После британской интервенции в вице-королевстве Рио-де-ла-Плата практически не осталось испанских войск. Сразу же после изгнания британцев происпански настроенные круги знати стали требовать роспуска ополчения, но это требование было отвергнуто патриотами, у которых уже начал складываться план освобождения родины от испанского владычества. Надо отметить, что ряды сторонников национальной независимости и роялистов были неоднородными.
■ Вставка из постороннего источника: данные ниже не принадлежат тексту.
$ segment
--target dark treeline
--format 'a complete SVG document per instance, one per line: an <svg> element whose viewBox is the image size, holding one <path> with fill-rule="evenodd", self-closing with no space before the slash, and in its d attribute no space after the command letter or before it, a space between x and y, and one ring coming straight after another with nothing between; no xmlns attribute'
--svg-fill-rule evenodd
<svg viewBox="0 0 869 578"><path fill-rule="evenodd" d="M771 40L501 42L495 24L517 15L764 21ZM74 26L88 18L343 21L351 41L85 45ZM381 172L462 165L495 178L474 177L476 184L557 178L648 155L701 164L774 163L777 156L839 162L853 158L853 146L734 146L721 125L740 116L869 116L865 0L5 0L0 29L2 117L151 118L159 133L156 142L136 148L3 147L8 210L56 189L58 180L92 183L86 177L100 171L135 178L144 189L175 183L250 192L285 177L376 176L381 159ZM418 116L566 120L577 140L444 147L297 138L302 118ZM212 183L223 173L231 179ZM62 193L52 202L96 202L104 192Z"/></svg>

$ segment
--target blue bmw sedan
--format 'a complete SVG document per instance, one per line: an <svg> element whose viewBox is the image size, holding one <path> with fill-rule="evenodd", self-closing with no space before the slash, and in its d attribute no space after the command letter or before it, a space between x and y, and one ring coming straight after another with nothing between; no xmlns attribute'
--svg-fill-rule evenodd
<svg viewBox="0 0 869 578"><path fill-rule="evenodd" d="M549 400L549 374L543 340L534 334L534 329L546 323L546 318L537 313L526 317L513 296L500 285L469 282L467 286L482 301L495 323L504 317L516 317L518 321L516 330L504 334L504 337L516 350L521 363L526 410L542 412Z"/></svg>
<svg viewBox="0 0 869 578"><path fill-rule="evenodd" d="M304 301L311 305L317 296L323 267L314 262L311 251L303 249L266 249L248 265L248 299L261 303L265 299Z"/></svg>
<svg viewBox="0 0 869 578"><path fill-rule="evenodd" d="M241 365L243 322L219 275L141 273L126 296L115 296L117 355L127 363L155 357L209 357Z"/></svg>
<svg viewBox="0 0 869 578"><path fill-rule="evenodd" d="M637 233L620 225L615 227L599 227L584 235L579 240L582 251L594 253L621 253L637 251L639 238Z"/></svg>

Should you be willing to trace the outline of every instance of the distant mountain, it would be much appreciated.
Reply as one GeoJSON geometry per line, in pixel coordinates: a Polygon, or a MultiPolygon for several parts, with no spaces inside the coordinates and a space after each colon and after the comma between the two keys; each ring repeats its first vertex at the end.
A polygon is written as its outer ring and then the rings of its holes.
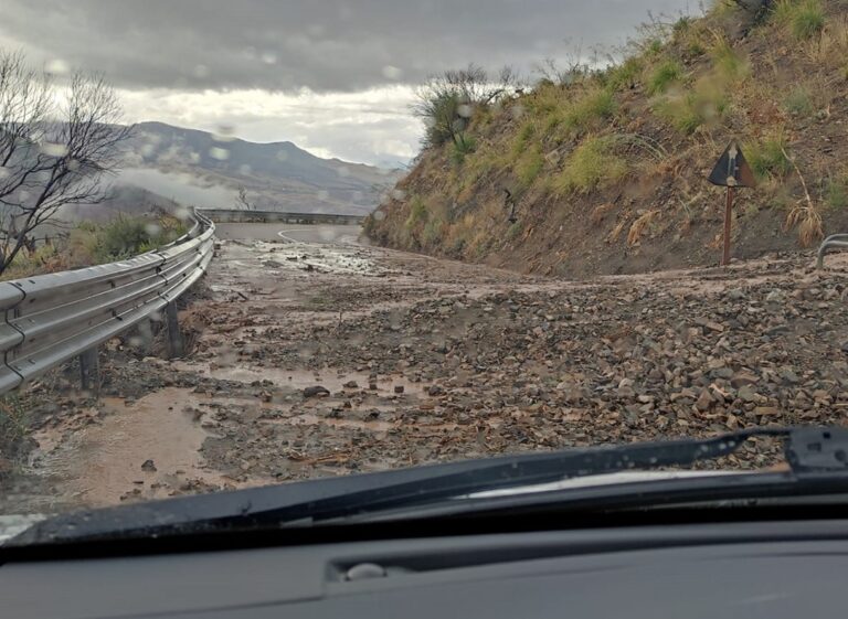
{"type": "Polygon", "coordinates": [[[255,143],[163,122],[139,124],[125,149],[109,209],[135,210],[132,188],[145,190],[145,202],[163,207],[178,202],[230,209],[244,188],[259,210],[365,214],[401,175],[321,159],[288,141],[255,143]]]}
Среди роялистов можно было встретить креолов, а среди жаждущих независимости попадались испанцы – все зависело от взглядов конкретного человека и от того, с какой властью связывал он свои надежды.
Отделение восточной провинции и Парагвая. Попытка мятежа в Буэнос-Айресе
Старшей дочерью короля Испании Карла IV была инфанта Карлота, выданная в 1790 году за португальского принца Жуана, сына королевы Марии I и короля Педру III. Реальной правительницей Португалии была Мария, а Педру, несмотря на свою принадлежность к правящей династии Браганса, был королем jure uxoris[57]. Педру III умер в 1786 году, а в 1792 году Марию I признали безумной и Жуан стал регентом королевства. Способностей к правлению он не имел, склонности тоже, и вообще находился под каблуком у своей властной жены, которую недоброжелатели называли новой Мессалиной[58], намекая на ее распутство.
Португальский двор бежал от Наполеона в Бразилию, где Карлота вознамерилась расширить свои владения за счет испанских владений. В первую очередь к Бразилии должно было быть присоединено вице-королевства Рио-де-ла-Плата. Основания для подобных притязаний имелись, ведь Карл IV и Фердинанд VII отреклись от престола, а Жозеф был узурпатором, не имевшим никаких прав на испанский престол. Хунту, правившую в Севилье от имени Фердинанда, Карлота в расчет не принимала – мало ли найдется желающих править в смутное время?